Women Around the World Are Using Sex Strikes to Create Social Change

African women protesting against misogynist men by protesting on the streets and withholding sex fro...

Earlier this month, a group of Tokyo women dropped the mic by threatening to hold a sex boycott against any man who voted for leading governor candidate Yoichi Masuzoe.

Their motive? In 1989, Masuzoe told a men's magazine this idiocy: "You can't possibly let [women] make critical decisions about the country [during their menstrual cycles] such as whether or not to go to war." When these misogynistic views resurfaced recently, women rocked the vote by launching an anti-Masuzoe Twitter campaign, a petition and oh of course— withholding sex.  

Though the campaign did not meet its intended goal — Masuzoe won the race — it speaks to a growing international trend where women are using abstinence as a means of nonviolent protesting.  

Sex strikes are forms of resistance often used to meet political, social or economic goals. Though its effectiveness is contended, abstinence strikes offer those who use them — in a majority of cases, women — an alternative platform to advocate for social justice.

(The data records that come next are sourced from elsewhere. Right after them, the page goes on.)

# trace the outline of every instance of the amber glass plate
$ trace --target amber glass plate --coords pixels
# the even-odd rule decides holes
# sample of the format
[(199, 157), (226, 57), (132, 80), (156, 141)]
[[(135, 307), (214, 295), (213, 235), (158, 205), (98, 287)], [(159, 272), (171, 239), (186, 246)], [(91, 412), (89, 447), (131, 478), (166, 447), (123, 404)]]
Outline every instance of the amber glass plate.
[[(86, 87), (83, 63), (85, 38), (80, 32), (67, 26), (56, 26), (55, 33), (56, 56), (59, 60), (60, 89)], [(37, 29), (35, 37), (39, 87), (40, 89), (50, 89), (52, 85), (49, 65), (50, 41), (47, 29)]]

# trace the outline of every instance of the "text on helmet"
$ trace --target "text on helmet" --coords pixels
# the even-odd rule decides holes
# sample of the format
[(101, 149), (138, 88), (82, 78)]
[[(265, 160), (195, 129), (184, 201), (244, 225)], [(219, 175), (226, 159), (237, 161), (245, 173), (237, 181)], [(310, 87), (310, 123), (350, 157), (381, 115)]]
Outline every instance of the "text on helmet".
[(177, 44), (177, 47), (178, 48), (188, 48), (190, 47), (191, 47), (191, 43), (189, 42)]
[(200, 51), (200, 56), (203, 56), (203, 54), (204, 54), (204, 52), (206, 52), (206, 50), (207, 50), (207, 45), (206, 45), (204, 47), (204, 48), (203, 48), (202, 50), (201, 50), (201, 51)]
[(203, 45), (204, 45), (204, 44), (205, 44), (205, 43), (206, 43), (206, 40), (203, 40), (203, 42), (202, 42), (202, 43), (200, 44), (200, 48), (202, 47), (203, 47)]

Here are five other kickass sex strikes that catapulted for change in recent years:

1. Liberia, 2003

Talk about handling business: The women of Liberia helped end a 14-year civil war that killed over 250,000 by staging a sex strike in 2002. Leymah Gbowee, who won a Nobel Peace Prize for leading the efforts, helped band Christian and Muslim women together to refuse sex with their husbands until the violence and civil unrest subsided. Calling for an immediate ceasefire, the group persuaded the president of Liberia to engage in peace talks with Ghana, eventually leading to the end of the civil war in 2003. The group's revolutionary efforts are featured in the award-winning documentary Pray The Devil Back To Hell.

2. Colombia, 2006

In September 2006, wives and girlfriends of gang members from the Colombian city of Pereira launched "La huelga de las piernas cruzadas" (or cross-legged strike), a 10-day movement intended to curb gang violence.  As many as 488 murders were reported in the city during 2005, with 90% of the dead gang members aged 14 to 25.  According to surveys, gang members' favorite activity was having sex, with gang association being more about power and sexual seduction than money. Women incentivized their men to hand in their guns with the motto, "violence is not sexy."  Though hard to determine, their efforts may have had lasting impacts: Pereira had a 26.5% murder drop by 2010.

3. Kenya, 2009

Associated Press

On April 29, 2009, ten Kenyan women's associations invited women to abstain from sex in order to end disputes between the president and prime minister. Thousands of women took part (one being pictured here) in a week-long strike to push for long-lasting reforms, including efforts to relieve droughts and food shortages. The protest was successful in starting a dialogue between the two officials.

4. Philippines, 2011

When your town is plagued with decades worth of violence and rebellion, you take matters into your own hands. In 2011, a group of Filipina women from Mindanao Island withheld sex from their partners to curb fighting between two villages. The move was strategic: The local road between the villages was closed, preventing women from traveling and transporting goods and thus earning a sustainable income. When the keys to the bedroom were locked, the men shaped up fairly quickly. Within a few weeks, the road was safe for travel.

5. United States, 2012

We all remember the conservative party's attack on the contraception mandate in 2012, right? Well that year, a group called Liberal Ladies Who Lunch organized a sex strike from April 28 to May 5 to get people to understand the benefits of contraception for both women and men. On their website, they said: "Once Congress and insurance agencies agree to cover contraception, we will then resume having sex. Until then men will have to be content with their left hand." The strike probably had little to do with the mandate eventually passing, but it wasn't the only one of its kind. That same year, the wife of Republican Virginia lawmaker David Albo refused him sex due to his support of the state's transvaginal ultrasound bill.